Axion Maestro Pro electrophysiology and impedance platform is a label-free, high-throughput multimodal bioelectronic assay system combining multi-well microelectrode array (MEA) recording (6–96 wells) and impedance-based assays (96–384 wells), with the BioCore V4 processing chip for ultra-low noise and high signal fidelity. This platform supports the majority of MLOTS standardized screening workflows, which include neurotoxicity (network activity metrics, burst and synchrony analysis) and cardiotoxicity (field potential duration, beat detection) with real-time monitoring of electrophysiological endpoints using iPSC and mouse cell models. Impedance measurements enable continuous tracking of cell proliferation, barrier function, co-culture dynamics, and long-term cell growth. These are critical dynamic endpoints for chronic toxicity and co-culture analysis assays. Integrated environmental control (heating, CO₂, humidity), barcode tracking, and AxIS software streamline assay setup, automated data acquisition, and analysis for robust throughput screening.

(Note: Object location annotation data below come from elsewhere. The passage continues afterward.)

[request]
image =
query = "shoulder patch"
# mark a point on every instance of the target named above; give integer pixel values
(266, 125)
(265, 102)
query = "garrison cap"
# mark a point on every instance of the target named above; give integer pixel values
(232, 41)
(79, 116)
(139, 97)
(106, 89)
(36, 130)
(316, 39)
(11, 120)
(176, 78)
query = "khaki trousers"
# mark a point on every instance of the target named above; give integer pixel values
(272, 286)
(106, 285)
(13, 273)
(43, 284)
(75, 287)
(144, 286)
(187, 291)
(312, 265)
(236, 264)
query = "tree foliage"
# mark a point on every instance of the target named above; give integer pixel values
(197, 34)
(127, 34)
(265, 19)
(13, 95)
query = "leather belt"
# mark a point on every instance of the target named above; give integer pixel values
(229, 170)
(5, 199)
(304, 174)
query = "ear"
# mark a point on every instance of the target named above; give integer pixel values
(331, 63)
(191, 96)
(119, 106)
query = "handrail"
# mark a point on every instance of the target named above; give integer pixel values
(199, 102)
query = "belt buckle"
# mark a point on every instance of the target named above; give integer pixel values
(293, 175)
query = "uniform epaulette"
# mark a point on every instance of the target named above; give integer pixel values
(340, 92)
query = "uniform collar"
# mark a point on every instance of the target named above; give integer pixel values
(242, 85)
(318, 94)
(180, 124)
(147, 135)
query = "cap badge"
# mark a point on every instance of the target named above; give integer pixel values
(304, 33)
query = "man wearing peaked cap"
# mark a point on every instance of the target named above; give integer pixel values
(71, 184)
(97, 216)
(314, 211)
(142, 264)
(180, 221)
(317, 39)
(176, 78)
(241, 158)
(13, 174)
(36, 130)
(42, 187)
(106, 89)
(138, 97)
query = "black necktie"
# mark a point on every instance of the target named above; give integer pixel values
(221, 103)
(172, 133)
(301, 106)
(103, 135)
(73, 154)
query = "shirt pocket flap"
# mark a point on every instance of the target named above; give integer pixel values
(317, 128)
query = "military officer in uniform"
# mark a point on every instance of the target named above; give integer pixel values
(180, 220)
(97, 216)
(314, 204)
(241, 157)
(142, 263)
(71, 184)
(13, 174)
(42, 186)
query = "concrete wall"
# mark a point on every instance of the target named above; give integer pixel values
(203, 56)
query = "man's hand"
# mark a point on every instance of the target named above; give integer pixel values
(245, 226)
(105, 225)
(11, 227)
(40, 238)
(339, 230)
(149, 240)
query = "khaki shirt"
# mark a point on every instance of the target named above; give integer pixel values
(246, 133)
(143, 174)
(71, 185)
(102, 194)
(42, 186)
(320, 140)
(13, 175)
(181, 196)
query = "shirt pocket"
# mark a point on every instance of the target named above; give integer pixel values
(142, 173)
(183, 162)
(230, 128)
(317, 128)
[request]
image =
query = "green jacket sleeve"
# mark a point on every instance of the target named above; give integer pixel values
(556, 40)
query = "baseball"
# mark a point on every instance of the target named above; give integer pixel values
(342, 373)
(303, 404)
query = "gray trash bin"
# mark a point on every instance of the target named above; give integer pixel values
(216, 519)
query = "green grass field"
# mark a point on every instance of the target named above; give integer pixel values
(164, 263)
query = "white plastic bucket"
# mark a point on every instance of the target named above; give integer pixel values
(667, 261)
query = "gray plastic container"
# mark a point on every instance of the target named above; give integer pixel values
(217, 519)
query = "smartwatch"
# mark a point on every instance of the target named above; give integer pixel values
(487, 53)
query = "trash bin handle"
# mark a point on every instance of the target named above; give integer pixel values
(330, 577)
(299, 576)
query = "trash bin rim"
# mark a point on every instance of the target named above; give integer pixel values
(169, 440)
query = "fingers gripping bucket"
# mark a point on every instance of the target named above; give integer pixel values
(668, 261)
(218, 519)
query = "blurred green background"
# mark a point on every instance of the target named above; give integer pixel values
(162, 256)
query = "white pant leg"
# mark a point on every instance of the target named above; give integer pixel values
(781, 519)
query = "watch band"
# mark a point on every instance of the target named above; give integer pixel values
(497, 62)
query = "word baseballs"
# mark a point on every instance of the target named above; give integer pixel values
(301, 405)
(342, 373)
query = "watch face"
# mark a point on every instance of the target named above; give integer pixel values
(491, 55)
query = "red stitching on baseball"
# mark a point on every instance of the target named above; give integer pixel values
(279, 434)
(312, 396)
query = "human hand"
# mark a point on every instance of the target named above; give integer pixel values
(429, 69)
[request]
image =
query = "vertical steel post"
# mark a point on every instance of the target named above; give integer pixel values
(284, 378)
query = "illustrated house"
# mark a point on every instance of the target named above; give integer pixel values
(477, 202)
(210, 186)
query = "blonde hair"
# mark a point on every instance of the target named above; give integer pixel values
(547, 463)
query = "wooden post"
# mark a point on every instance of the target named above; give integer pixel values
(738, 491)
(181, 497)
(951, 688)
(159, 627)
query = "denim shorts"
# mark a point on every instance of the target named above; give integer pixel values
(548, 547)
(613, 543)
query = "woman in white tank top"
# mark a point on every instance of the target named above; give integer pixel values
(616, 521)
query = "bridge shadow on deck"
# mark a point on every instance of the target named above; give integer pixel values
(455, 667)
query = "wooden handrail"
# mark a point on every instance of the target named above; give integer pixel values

TAMU-IBT Advanced Microscopy Core

Several conventional high-content imaging systems are available to 3DRC through the TAMU-IBT Advanced Microscopy Core. For high content 3-D imaging or where oil-immersion is preferred, the 3DRC uses a Nikon W1 Yokagawa spinning disk confocal or a General Electric Healthcare DeltaVision Elite deconvolution microscope. Both of these platforms feature climate-controlled (temperature, humidity, CO2) automated stages, which provide a large range of live cell capabilities. Both microscopes have multidimensional acquisition (x,y,z, wavelength, time), up to 5 channels (fluorescence and brightfield/DIC), FRET, multi-point acquisition, large area acquisition (tiling), dual Autofocus (Hardware & contrast based), fast acquisition mode and 4x,10x,20x,40x air, 40x Oil, 60x oil, 100x oil objectives.